In Lönnstorp (NMDS: two dimensions, stress = 0.059), community composition shifted markedly between the first and subsequent years. However, differences due to sowing order were minimal, as confirmed by pairwise Adonis analysis (Figure 4, Appendix S1: Section S6.2). The large initial shift was driven by a transient boom of “non‐target” species (i.e., species we did not sow). In the first year, these non‐target species dominated the plots, but in subsequent years, all plots became dominated by species from the fast‐germinating group, stabilizing for the remainder of the experiment.

FIGURE 4.

FIGURE 4

Changes in vegetation composition in Röbäcksdalen (A, B) and Lönnstorp (C, D) over time across sowing order treatments, visualized using non‐metric multidimensional scaling (NMDS) based on species abundances. In (A) and (B), symbols represent plot scores (averaged over sowing order and year) with standard errors.

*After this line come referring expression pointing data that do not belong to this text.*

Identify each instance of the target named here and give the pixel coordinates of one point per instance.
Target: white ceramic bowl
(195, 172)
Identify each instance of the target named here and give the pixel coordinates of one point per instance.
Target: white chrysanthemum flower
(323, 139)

Lines connect treatment averages across successive years. In (B) and (D), symbols represent NMDS species scores based on pinpoint abundances (50 pins per plot) across years and treatments, that is, one symbol per species. Group indicates whether species belong to the fast‐ or slow‐germinating group and whether species were sown at a high or low initial density. Non‐target species, that is, species that were not sown, are indicated with asterisks. For analyses without non‐target species, see Appendix S1: Section S6.1.

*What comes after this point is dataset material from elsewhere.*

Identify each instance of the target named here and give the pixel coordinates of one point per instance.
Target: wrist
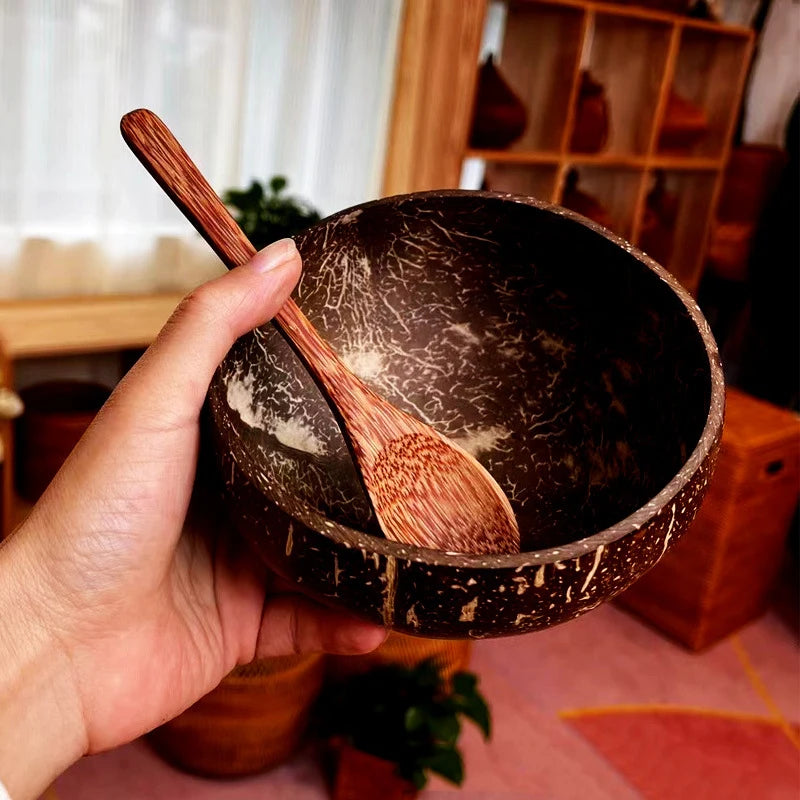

The fast‐geminating group became dominant in all treatments, with the exception of the slow‐first treatment in Röbäcksdalen (Figure 5, see Appendix S1: Section S7.2 for full model output). Two of the 20 species sowed, Pulsatilla vulgaris and Hypochaeris maculata, were not recorded at any time at either site.

FIGURE 5.

FIGURE 5

Average species abundances (n = 5 plots per dot) with standard errors grouped by high or low sowing density and fast or slow germination speed. Species abundances are measured as pinpoint hits per plots, with a maximum of 50 hits. Abundances are shown as log‐transformed values to improve visibility of very low abundances (see Appendix S1: Section S7.2).

Priority effects

Overall, the effect sizes of arriving early (ESearly) were positive and increased over time, especially for the slow‐germinating group at both sites. In contrast, the effect sizes of arriving late (ESlate) remained around zero throughout the experiment in Lönnstorp, but became increasingly negative over time in Röbäcksdalen for both species groups (Figure 6). The full model showed several significant interactions for both ESearly (Appendix S1: Table S13) and ESlate (Appendix S1: Table S17). Tukey's HSD post hoc tests showed that the benefit of early arrival was significantly greater for the slow‐germinating species in Röbäcksdalen compared to all other combinations of site and sowing order (Appendix S1: Table S14). Further, the benefit of early arrival for the slow‐germinating species strengthened over time in both sites. Fast‐germinating species in Röbäcksdalen also initially benefitted from early arrival, but this effect disappeared after the first year (Appendix S1: Table S15). The influence of seeding density on the benefit of early arrival was generally limited. However, in Lönnstorp, by the final year, low‐density slow‐germinating species had a higher ESearly than high‐density slow‐germinating species. Conversely, in Röbäcksdalen, during the first year, low‐density slow‐germinating species had a lower ESearly than the high‐density slow‐germinating species, though this effect did not persist (Appendix S1: Table S16).

FIGURE 6.

FIGURE 6

Estimated marginal means of effect sizes with confidence intervals calculated using emmeans based on two linear mixed‐effects models; one assessing the effect of arriving early (ESearly) and the other assessing the effect of arriving late (ESlate). The effect sizes used as the response variables in the models are calculated as the species abundance when arriving sequentially minus the species abundance when they arrive simultaneously, after which they are scaled. The size of the dots corresponds to the number of species associated with each mean. Values near zero indicate no effect of sequential arrival compared to simultaneous arrival, while positive values indicate a benefit and negative values indicate a disadvantage from either early or late arrival. See Appendix S1: Section S8 for full model outputs and pairwise comparison with Tukey's HSD.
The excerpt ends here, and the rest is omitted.